Mais peut-on encore choisir quelque chose, en une époque ou on entend dire partout – au gouvernement, à la télévision, dans les films – que « nous n’avons pas le choix » ? Marcel Conche réplique que « l’homme peut toujours choisir de dire la vérité » car tout être humain est libre par essence.

On peut maugréer que, pour dire la vérité, il faut encore la connaître et que philosopher n’est pas donné à tout le monde. C’est se faire plus bête que nature : tout être humain est capable de philosophie parce qu’il est doué de raison et dispose de la parole.
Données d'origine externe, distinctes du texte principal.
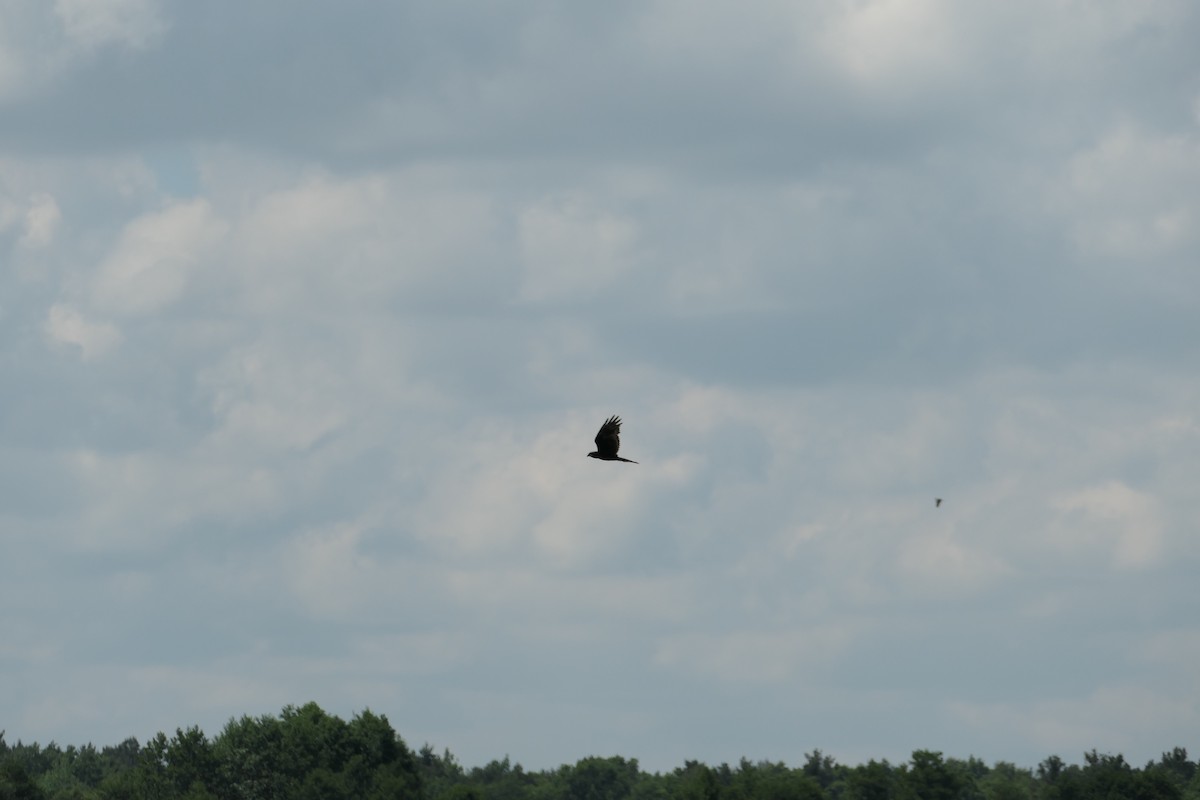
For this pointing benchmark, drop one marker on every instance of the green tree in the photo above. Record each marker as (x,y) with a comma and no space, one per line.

Voilà qui nous permet d’assister sans aucune gêne au dialogue (1) noué entre Marcel Conche et André Comte-Sponville, qui fut son élève. Soigneusement préparées et méditées, questions et réponses, intéressent tout un chacun puisqu’elles portent sur le plaisir, l’amour, le bonheur, l’éthique, la morale, la mort, la guerre…

Prenons garde cependant. On ne trouvera pas dans la philosophie de la Nature une « base » au programme électoral des Verts et les fondements de la morale tels que les établit Marcel Conche ne permettent pas de se fabriquer un catalogue de recettes pour les aléas de la vie. L’ouverture à la vérité implique une véritable ascèse car il faut s’arracher aux déterminismes, aux influences et aux tentations – en deux mots se rendre libre pour voir la vérité dans son évidence, en disposer et la faire connaître.

Homme qui a voué toute sa vie à la philosophie, Marcel Conche confesse que cette vocation n’est pas facile à vivre. Contre l’opinion courante, qui se représente les philosophes comme de purs esprits, on vérifiera avec lui ce que disent les biographes de Pascal, Hegel, Marx ou Arendt : la réflexion ne détruit pas le désir, la tentation du plaisir n’est pas moins forte que chez les autres mortels, la question du bonheur n’est pas seulement matière à spéculations.

Evoquant quelques fragments de sa vie sans se raconter (le moi est haïssable) Marcel Conche expose une éthique sans complaisance. Les jeunes femmes sont tentantes, mais «L’amour débute comme une aurore : à l’horizon est pressenti une joie sans commune mesure avec toute autre joie. La joie est comme un soleil. Durant la période magique de l’amour, ce soleil peut avoir des éclipses, mais à certains moments on pense en être très près. C’est une illusion ». Aussi a-t-il préféré les belles et riches heures de la vie conjugale, sans en tirer cependant une philosophie du bonheur. Ce corrézien d’Altillac garde le souvenir du dur travail de la terre qui ne dispose guère aux abandons du plaisir et à la quête du bonheur. L’exemple de son père, petit paysan, est demeuré si présent qu’il lui inspire une sorte de « position de classe » qui le conduit à critiquer Marx, étranger à la paysannerie, et même son cher Montaigne qui regardait les autres travailler.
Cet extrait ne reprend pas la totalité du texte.